Morguella resta un moment coi, estomaqué par ce qu’il venait d’entendre, avant de perdre pour la première fois son flegme habituel.

– Tu insinues que c’est moi le responsable, c’est cela ! cria-t-il en empoignant le médecin par les épaules et en le secouant. Sornettes, cela fait des centaines d’années que nous suivons ce régime, et nous nous portons tous fort bien. Je sais très bien ce que toi et tes confrères cherchez à accomplir ! Vous voulez revenir au temps de la barbarie, où le vice couvrait nos bouches de sa couleur pourpre !

– Lâchez-moi, ou je vous ferai arrêter ! Vos idées conservatrices ne sont plus à l’ordre du jour. Nous voulons du sang, du vrai, et pas ce simulacre qui nous limite dans nos capacités ! Nous ne sommes pas faits pour du sang de bétail ! Je suis certain qu’une hémoglobine de plus noble extraction pourrait sauver la reine ! Nous sommes des chasseurs, nous avons besoin de planter nos crocs, de boire à même notre proie, sinon nous perdrons ce qui constitue notre identité, siffla d’une seule traite le médecin en montrant ses canines avec agressivité. Déjà, certains de nos enfants sont dépourvus de ces canines qui font notre fierté. Si nous continuons ainsi, d’ici un siècle ou deux, tous nos descendants connaîtront ce sort malheureux. Nous ne pouvons aller contre notre nature.

Ses paroles produisirent l’effet d’une douche froide sur Morguella, qui relâcha aussitôt la pression qu’il exerçait sur les épaules du praticien et observa ses mains tremblantes d’un air hébété. Le regard éteint, le dos courbé sous le poids de la culpabilité, ce qui accentuait encore l’impression de vieillesse que dégageaient ses traits, il subissait le choc des accusations portées contre lui.

Le docteur avait-il raison ? Lui qui durant toute sa vie croyait avoir œuvré pour le bien-être de sa communauté avait-il en réalité précipité sa perte ? Avait-il contribué à la maladie, et peut-être au décès de leur reine bien-aimée ?

Il y a un jour à peine, il aurait relégué ces accusations au rang de pure calomnie, mais à présent, il n’en était plus si sûr. Il ne pouvait s’empêcher de repenser au plaisir qu’il avait éprouvé au contact du sang de l’humain sur ses papilles émerveillées.

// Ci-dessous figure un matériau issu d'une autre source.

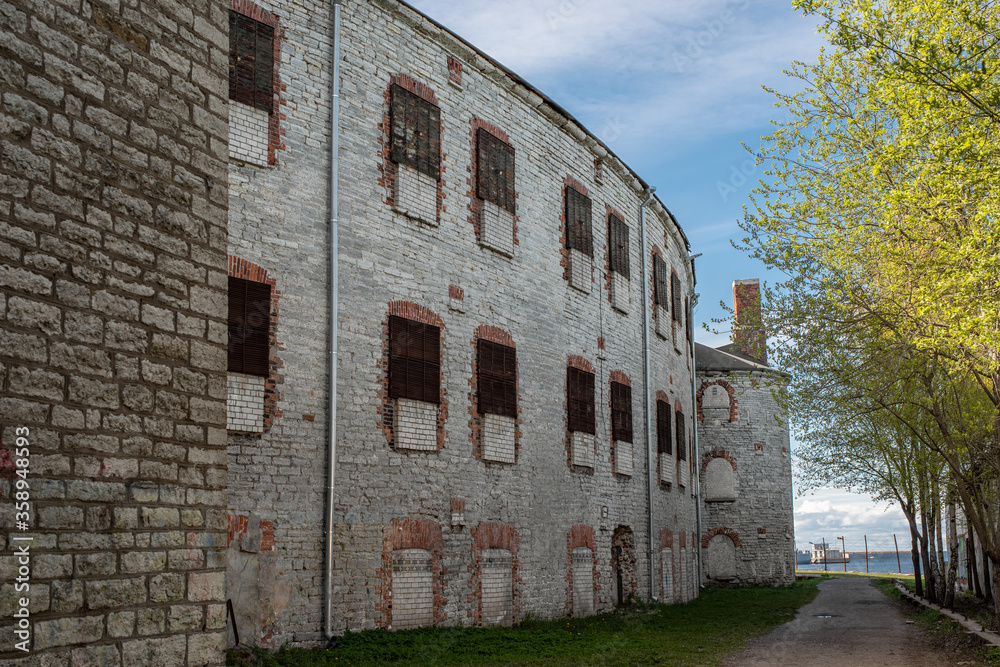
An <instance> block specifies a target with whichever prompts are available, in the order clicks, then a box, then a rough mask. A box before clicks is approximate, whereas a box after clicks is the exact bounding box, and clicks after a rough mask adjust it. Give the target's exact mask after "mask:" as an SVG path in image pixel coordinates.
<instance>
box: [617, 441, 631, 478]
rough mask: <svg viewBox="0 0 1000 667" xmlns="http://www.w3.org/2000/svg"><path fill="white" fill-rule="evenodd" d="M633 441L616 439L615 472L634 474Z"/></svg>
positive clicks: (617, 472) (621, 473)
mask: <svg viewBox="0 0 1000 667" xmlns="http://www.w3.org/2000/svg"><path fill="white" fill-rule="evenodd" d="M632 469H633V466H632V443H631V442H622V441H621V440H615V472H616V473H618V474H619V475H629V476H631V475H632Z"/></svg>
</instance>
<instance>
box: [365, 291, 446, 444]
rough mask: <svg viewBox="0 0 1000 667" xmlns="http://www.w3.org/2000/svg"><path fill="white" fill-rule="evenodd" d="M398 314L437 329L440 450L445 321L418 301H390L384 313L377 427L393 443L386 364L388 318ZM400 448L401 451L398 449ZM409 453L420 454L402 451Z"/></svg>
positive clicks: (442, 418) (437, 405)
mask: <svg viewBox="0 0 1000 667" xmlns="http://www.w3.org/2000/svg"><path fill="white" fill-rule="evenodd" d="M393 316H397V317H401V318H403V319H407V320H412V321H415V322H420V323H423V324H429V325H432V326H435V327H438V328H439V329H440V335H441V339H440V346H439V350H440V360H441V363H440V365H439V374H440V378H442V380H441V381H440V382H439V388H440V393H439V399H438V402H437V449H438V450H440V449H441V448H442V447H444V423H445V420H446V419H447V418H448V390H447V388H446V386H445V383H444V382H443V378H444V361H445V354H444V352H445V344H444V320H443V319H441V316H440V315H438V314H437V313H435V312H434V311H432V310H431V309H429V308H426V307H424V306H421V305H419V304H416V303H413V302H412V301H390V302H389V304H388V308H387V309H386V312H385V319H383V320H382V357H381V359H380V361H379V371H380V376H381V380H380V387H379V392H378V393H379V396H378V397H379V403H380V407H379V410H378V418H379V419H378V428H379V430H381V431H382V433H383V434H384V435H385V437H386V441H387V443H388V444H389V446H390V447H392V446H393V445H394V436H393V416H394V413H393V411H394V407H393V402H394V398H393V397H392V396H390V387H389V384H390V383H389V367H390V360H389V357H390V350H391V345H390V339H389V329H390V326H389V320H390V318H391V317H393ZM397 451H402V450H397ZM405 451H406V452H407V453H408V454H420V453H421V452H420V451H419V450H409V449H407V450H405Z"/></svg>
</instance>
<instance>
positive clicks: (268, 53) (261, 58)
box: [229, 10, 274, 113]
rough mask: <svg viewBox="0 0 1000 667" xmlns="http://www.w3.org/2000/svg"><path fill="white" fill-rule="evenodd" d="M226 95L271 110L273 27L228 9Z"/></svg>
mask: <svg viewBox="0 0 1000 667" xmlns="http://www.w3.org/2000/svg"><path fill="white" fill-rule="evenodd" d="M229 99H231V100H236V101H237V102H242V103H243V104H249V105H250V106H253V107H256V108H258V109H260V110H262V111H266V112H268V113H271V110H272V107H273V105H274V28H273V27H271V26H269V25H267V24H266V23H261V22H260V21H254V20H253V19H252V18H250V17H249V16H244V15H243V14H240V13H239V12H235V11H233V10H229Z"/></svg>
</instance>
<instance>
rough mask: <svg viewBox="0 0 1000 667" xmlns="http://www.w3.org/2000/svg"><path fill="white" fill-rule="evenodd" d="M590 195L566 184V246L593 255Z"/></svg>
mask: <svg viewBox="0 0 1000 667" xmlns="http://www.w3.org/2000/svg"><path fill="white" fill-rule="evenodd" d="M590 208H591V207H590V197H588V196H586V195H584V194H581V193H580V192H579V191H578V190H577V189H576V188H571V187H570V186H568V185H567V186H566V247H567V248H568V249H570V250H579V251H580V252H582V253H583V254H585V255H587V256H589V257H593V256H594V234H593V229H592V227H591V214H590Z"/></svg>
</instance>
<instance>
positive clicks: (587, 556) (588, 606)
mask: <svg viewBox="0 0 1000 667" xmlns="http://www.w3.org/2000/svg"><path fill="white" fill-rule="evenodd" d="M593 613H594V555H593V552H591V550H590V547H575V548H574V549H573V615H574V616H590V615H591V614H593Z"/></svg>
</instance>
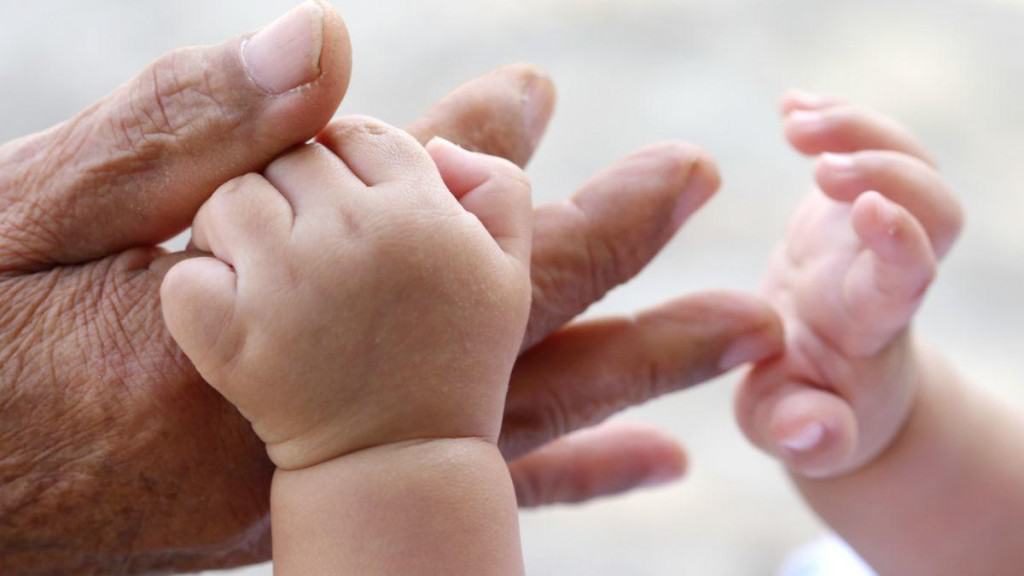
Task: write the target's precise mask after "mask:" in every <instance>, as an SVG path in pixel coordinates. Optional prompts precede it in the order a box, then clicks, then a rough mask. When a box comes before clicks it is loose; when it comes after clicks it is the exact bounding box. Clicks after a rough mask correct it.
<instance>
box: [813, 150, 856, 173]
mask: <svg viewBox="0 0 1024 576" xmlns="http://www.w3.org/2000/svg"><path fill="white" fill-rule="evenodd" d="M821 162H822V163H824V164H825V165H826V166H828V167H829V168H835V169H837V170H841V171H844V170H850V169H851V168H853V167H854V166H855V165H856V162H854V160H853V157H852V156H850V155H849V154H836V153H831V152H826V153H824V154H822V155H821Z"/></svg>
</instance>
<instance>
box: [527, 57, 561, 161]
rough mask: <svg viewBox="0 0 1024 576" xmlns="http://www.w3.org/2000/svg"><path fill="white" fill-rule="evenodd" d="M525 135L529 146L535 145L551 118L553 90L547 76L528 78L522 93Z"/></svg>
mask: <svg viewBox="0 0 1024 576" xmlns="http://www.w3.org/2000/svg"><path fill="white" fill-rule="evenodd" d="M523 104H524V105H525V107H524V117H523V121H524V122H525V124H526V126H525V127H526V137H528V138H529V143H530V146H531V147H535V148H536V147H537V145H538V143H539V142H540V141H541V137H542V136H544V131H545V130H546V129H547V127H548V122H549V121H550V120H551V113H552V112H553V111H554V107H555V90H554V86H553V85H552V84H551V80H549V79H548V77H547V76H543V75H538V76H537V77H535V78H532V79H530V80H529V83H528V84H527V85H526V88H525V91H524V93H523Z"/></svg>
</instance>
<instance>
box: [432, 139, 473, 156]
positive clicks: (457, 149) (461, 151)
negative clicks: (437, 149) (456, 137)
mask: <svg viewBox="0 0 1024 576" xmlns="http://www.w3.org/2000/svg"><path fill="white" fill-rule="evenodd" d="M425 148H426V149H427V150H430V149H431V148H442V149H446V150H450V151H455V152H457V153H463V154H465V153H466V152H469V151H467V150H466V149H464V148H462V147H461V146H459V145H457V143H455V142H453V141H452V140H450V139H447V138H444V137H441V136H434V137H432V138H430V140H429V141H427V146H426V147H425Z"/></svg>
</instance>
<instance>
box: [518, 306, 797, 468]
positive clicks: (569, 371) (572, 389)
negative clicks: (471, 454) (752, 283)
mask: <svg viewBox="0 0 1024 576" xmlns="http://www.w3.org/2000/svg"><path fill="white" fill-rule="evenodd" d="M781 349H782V328H781V324H780V322H779V320H778V318H777V316H776V315H775V313H774V312H773V311H772V308H771V307H770V306H768V304H766V303H764V302H762V301H761V300H760V299H757V298H755V297H753V296H746V295H743V294H734V293H727V292H711V293H706V294H698V295H694V296H689V297H685V298H680V299H677V300H674V301H671V302H669V303H666V304H663V305H660V306H658V307H655V308H653V310H650V311H647V312H645V313H643V314H640V315H639V316H637V317H635V318H611V319H603V320H596V321H589V322H582V323H579V324H575V325H571V326H569V327H567V328H565V329H563V330H561V331H559V332H556V333H555V334H553V335H552V336H551V337H550V338H548V339H546V340H545V341H543V342H542V343H540V344H538V345H537V346H535V347H534V348H532V349H530V351H529V352H527V353H526V354H524V355H523V356H521V357H520V358H519V361H518V363H517V364H516V366H515V369H514V370H513V373H512V379H511V382H510V384H509V394H508V399H507V401H506V407H505V419H504V421H503V428H502V436H501V447H502V451H503V452H504V453H505V455H506V457H507V458H509V459H513V458H517V457H519V456H522V455H523V454H526V453H527V452H529V451H531V450H534V449H536V448H538V447H539V446H543V445H545V444H547V443H548V442H550V441H552V440H554V439H556V438H559V437H561V436H564V435H565V434H567V433H569V431H572V430H575V429H580V428H583V427H587V426H590V425H593V424H595V423H597V422H600V421H601V420H603V419H605V418H607V417H608V416H610V415H611V414H614V413H615V412H618V411H620V410H623V409H625V408H628V407H630V406H636V405H639V404H641V403H643V402H646V401H648V400H650V399H653V398H656V397H658V396H662V395H664V394H667V393H670V392H674V390H678V389H682V388H686V387H688V386H691V385H694V384H697V383H699V382H702V381H706V380H708V379H710V378H713V377H715V376H717V375H719V374H721V373H723V372H725V371H727V370H730V369H732V368H735V367H736V366H739V365H741V364H744V363H748V362H757V361H760V360H763V359H765V358H768V357H772V356H775V355H776V354H778V353H779V352H780V351H781Z"/></svg>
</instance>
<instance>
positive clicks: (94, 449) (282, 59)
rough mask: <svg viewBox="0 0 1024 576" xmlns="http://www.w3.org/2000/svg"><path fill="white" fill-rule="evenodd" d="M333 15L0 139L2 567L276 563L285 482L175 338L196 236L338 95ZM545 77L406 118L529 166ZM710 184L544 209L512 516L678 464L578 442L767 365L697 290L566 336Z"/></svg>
mask: <svg viewBox="0 0 1024 576" xmlns="http://www.w3.org/2000/svg"><path fill="white" fill-rule="evenodd" d="M349 66H350V50H349V45H348V39H347V34H346V31H345V28H344V25H343V23H342V20H341V18H340V17H339V16H338V15H337V14H336V13H334V12H333V11H332V10H331V9H330V8H328V7H327V6H326V5H323V4H318V3H314V2H313V3H307V4H303V5H302V6H300V7H299V8H297V9H296V10H293V11H292V12H290V13H289V14H288V15H286V16H284V17H283V18H282V19H280V20H278V22H276V23H274V24H273V25H271V26H269V27H268V28H266V29H264V30H263V31H262V32H260V33H257V34H256V35H254V36H250V37H247V38H241V39H236V40H232V41H229V42H227V43H225V44H222V45H219V46H213V47H203V48H188V49H183V50H178V51H174V52H171V53H170V54H168V55H165V56H164V57H162V58H160V59H159V60H157V61H156V63H155V64H154V65H152V66H151V67H150V68H147V69H146V70H145V71H144V72H143V73H142V74H141V75H140V76H138V77H137V78H136V79H134V80H132V81H131V82H129V83H127V84H126V85H124V86H122V87H121V88H119V89H118V90H117V91H115V92H114V93H113V94H112V95H111V96H109V97H106V98H105V99H103V100H102V101H100V102H99V104H97V105H96V106H94V107H92V108H89V109H88V110H86V111H84V112H83V113H81V114H80V115H79V116H77V117H76V118H74V119H72V120H71V121H69V122H66V123H63V124H60V125H58V126H55V127H53V128H51V129H49V130H46V131H44V132H41V133H38V134H35V135H32V136H28V137H25V138H22V139H18V140H15V141H11V142H8V143H6V145H5V146H3V147H0V414H2V418H0V519H2V522H0V572H3V573H4V574H16V573H23V574H66V573H76V574H86V573H103V574H111V573H119V574H123V573H137V572H146V571H157V570H160V571H166V570H194V569H201V568H212V567H227V566H234V565H241V564H247V563H251V562H255V561H259V560H263V559H265V558H267V554H268V549H269V548H268V529H267V527H268V524H267V522H266V517H267V503H268V496H267V494H268V489H269V482H270V475H271V471H272V466H271V465H270V463H269V461H268V460H267V457H266V455H265V453H264V451H263V447H262V445H261V443H260V442H259V440H258V439H257V438H256V436H255V435H254V434H253V431H252V430H251V428H250V427H249V425H248V423H247V422H246V421H245V420H244V419H243V418H242V417H241V416H240V415H239V414H238V413H237V412H236V411H234V409H233V408H232V407H231V406H230V405H229V404H227V403H226V402H224V401H223V399H221V398H220V397H219V396H217V395H216V393H214V392H212V388H210V387H209V386H207V385H205V383H204V382H203V381H202V380H201V379H200V377H199V375H198V374H197V373H196V371H195V369H194V368H193V366H191V365H190V364H189V363H188V361H187V360H186V359H185V357H184V356H183V355H182V354H181V352H180V351H179V349H178V348H177V346H176V345H175V344H174V343H173V341H172V340H171V338H170V337H169V335H168V334H167V331H166V330H165V328H164V325H163V321H162V317H161V310H160V302H159V290H160V285H161V280H162V277H163V274H164V273H165V272H166V271H167V270H168V269H169V268H170V265H171V264H172V263H173V262H174V261H176V260H177V259H178V258H180V257H181V256H180V255H175V254H170V255H168V254H164V253H163V252H162V251H161V250H160V249H159V248H157V245H158V244H159V243H161V242H163V241H165V240H167V239H168V238H170V237H172V236H174V235H176V234H178V233H180V232H181V231H183V230H184V229H185V228H186V227H187V225H188V222H189V221H190V220H191V219H193V217H194V216H195V214H196V211H197V210H198V208H199V206H200V205H201V204H202V203H203V202H204V201H205V200H206V199H207V198H208V197H209V196H210V195H211V194H212V192H213V191H214V190H215V189H216V188H217V187H218V186H219V184H221V183H223V182H224V181H226V180H228V179H230V178H232V177H234V176H238V175H240V174H243V173H246V172H249V171H252V170H259V169H261V168H262V167H263V166H264V165H266V164H267V163H268V162H269V161H270V160H271V159H272V158H274V157H275V156H278V155H279V154H281V153H282V152H284V151H286V150H288V149H290V148H291V147H293V146H295V145H297V143H300V142H303V141H305V140H306V139H308V138H310V137H312V136H313V135H315V134H316V133H317V132H318V131H319V130H321V129H323V128H324V127H325V125H326V124H327V123H328V122H329V120H330V118H331V116H332V115H333V114H334V112H335V110H336V108H337V106H338V105H339V102H340V100H341V98H342V96H343V94H344V92H345V89H346V87H347V82H348V77H349ZM553 99H554V98H553V88H552V86H551V84H550V82H549V81H548V80H547V79H545V78H544V77H542V76H541V75H540V74H539V73H538V72H536V71H535V70H534V69H531V68H529V67H524V66H517V67H508V68H504V69H501V70H499V71H496V72H494V73H492V74H489V75H487V76H484V77H482V78H480V79H478V80H476V81H474V82H471V83H469V84H467V85H465V86H463V87H462V88H460V89H458V90H456V91H455V92H454V93H453V94H452V95H450V96H449V97H447V98H445V99H444V100H442V101H441V102H440V104H438V105H437V106H436V107H434V108H433V109H432V110H431V111H430V112H428V113H427V114H426V115H425V116H424V118H423V119H421V120H420V121H418V122H417V123H415V124H414V125H413V126H412V127H411V131H412V132H413V133H414V134H415V135H416V136H417V137H419V138H420V139H421V140H425V139H427V138H429V137H431V136H432V135H435V134H436V135H442V136H445V137H447V138H449V139H451V140H454V141H457V142H459V143H461V145H463V146H465V147H467V148H472V149H476V150H480V151H484V152H488V153H492V154H498V155H502V156H505V157H507V158H509V159H511V160H513V161H515V162H517V163H519V164H523V163H525V162H526V160H527V159H528V158H529V156H530V154H531V153H532V150H534V148H535V146H536V145H537V142H538V140H539V139H540V137H541V135H542V133H543V131H544V128H545V126H546V125H547V121H548V119H549V117H550V113H551V110H552V108H553ZM717 187H718V176H717V172H716V168H715V166H714V164H713V163H712V161H711V160H709V159H708V158H707V157H706V156H705V155H703V154H702V153H701V152H700V151H698V150H697V149H695V148H692V147H689V146H686V145H679V143H666V145H659V146H654V147H651V148H648V149H645V150H643V151H641V152H638V153H636V154H634V155H632V156H630V157H628V158H626V159H625V160H623V161H621V162H618V163H616V164H614V165H613V166H612V167H611V168H609V169H607V170H605V171H603V172H601V173H600V174H598V175H597V176H595V177H594V178H593V179H592V180H590V181H589V182H588V183H586V184H584V187H583V188H582V189H581V191H580V192H579V193H577V195H575V196H573V197H572V199H571V200H570V201H569V202H566V203H561V204H555V205H549V206H542V207H540V208H538V209H537V211H536V214H535V230H536V233H535V238H536V240H535V248H534V250H535V254H534V263H532V276H534V308H532V311H531V316H530V319H529V327H528V330H527V336H526V341H525V342H524V343H523V346H522V349H523V351H524V352H523V354H522V356H521V357H520V358H519V361H518V364H517V366H516V369H515V373H514V376H513V380H512V383H511V389H510V393H509V399H508V409H507V410H508V411H507V418H506V421H505V426H504V430H503V436H502V446H503V449H504V451H505V453H506V455H507V457H509V458H510V459H511V460H512V462H511V464H510V465H511V467H512V470H513V476H514V478H515V479H516V481H517V485H518V486H517V490H518V494H519V497H520V499H521V503H523V504H526V505H535V504H541V503H547V502H556V501H578V500H582V499H587V498H590V497H594V496H597V495H600V494H609V493H614V492H617V491H622V490H626V489H629V488H632V487H636V486H639V485H643V484H649V483H651V482H654V481H658V480H662V481H664V480H667V479H671V478H675V477H677V476H679V475H680V474H681V472H682V464H683V460H682V453H681V452H680V449H679V448H678V447H677V446H676V444H675V443H674V442H673V441H672V440H671V439H668V438H666V437H664V436H662V435H660V434H659V433H656V431H654V430H651V429H648V428H643V427H624V426H621V425H620V426H605V427H601V428H598V429H595V430H587V431H585V433H581V434H578V435H571V436H569V437H567V438H565V439H563V440H557V441H555V442H554V443H551V444H548V443H549V442H550V441H553V440H556V439H558V438H560V437H562V436H563V435H565V434H567V433H569V431H571V430H574V429H577V428H581V427H584V426H588V425H591V424H594V423H597V422H598V421H600V420H601V419H603V418H604V417H606V416H608V415H609V414H611V413H613V412H615V411H617V410H620V409H622V408H625V407H627V406H631V405H634V404H638V403H640V402H643V401H645V400H647V399H649V398H652V397H654V396H657V395H660V394H664V393H667V392H670V390H674V389H679V388H683V387H686V386H688V385H691V384H694V383H697V382H699V381H702V380H705V379H707V378H709V377H712V376H715V375H716V374H719V373H720V372H722V371H723V370H724V369H728V368H731V367H733V366H736V365H738V364H740V363H742V362H746V361H756V360H759V359H761V358H763V357H765V356H768V355H771V354H774V353H775V352H776V351H777V349H778V347H779V346H780V334H779V328H778V323H777V321H776V319H775V317H774V315H773V314H772V313H771V312H770V311H769V310H768V308H767V307H766V306H765V305H763V304H762V303H760V302H759V301H757V300H753V299H751V298H748V297H744V296H739V295H730V294H705V295H699V296H695V297H689V298H683V299H679V300H676V301H673V302H670V303H668V304H664V305H662V306H659V307H656V308H654V310H652V311H649V312H645V313H643V314H641V315H639V316H637V317H635V318H630V319H625V318H624V319H608V320H600V321H590V322H583V323H579V324H574V325H572V326H569V327H567V328H563V326H564V325H565V324H566V323H567V322H568V321H570V320H571V319H572V318H573V317H575V316H577V315H578V314H580V313H581V312H583V311H584V310H585V308H586V307H587V306H588V305H590V304H591V303H592V302H594V301H596V300H598V299H599V298H601V297H602V295H603V294H604V293H605V292H606V291H607V290H609V289H610V288H612V287H613V286H615V285H617V284H620V283H622V282H624V281H627V280H629V279H630V278H631V277H633V276H634V275H635V274H636V273H637V272H639V271H640V270H641V269H642V268H643V266H644V265H645V264H646V262H648V261H649V260H650V259H651V258H652V257H653V256H654V254H656V253H657V251H658V250H659V249H660V248H662V247H663V246H664V244H665V243H666V242H667V241H668V240H669V239H670V238H671V237H672V235H673V234H674V233H675V231H676V230H677V229H678V228H679V227H680V225H681V223H682V222H683V221H684V220H685V219H686V217H687V216H689V215H690V214H691V213H692V212H693V211H694V210H696V209H697V208H698V207H699V206H700V205H701V204H702V203H703V202H705V201H706V200H708V199H709V198H710V197H711V195H712V194H713V193H714V192H715V190H716V189H717Z"/></svg>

Quel délice, quel sentiment de puissance n’avait-il pas ressenti alors ? Pour un peu, il avait même eu l’impression durant une fraction de seconde de retrouver un peu de sa jeunesse perdue.

– Je… mais… je ne voulais pas, balbutia-t-il d’un air hagard, titubant comme s’il allait chuter et se raccrochant de justesse d’une main au lit.

– Allons, allons, reprenez-vous, répondit le médecin d’une voix radoucie en le soutenant. Ne vous mettez pas dans cet état. Mes paroles ont peut-être dépassé mes pensées, sous l’emprise de la colère. Venez donc vous asseoir.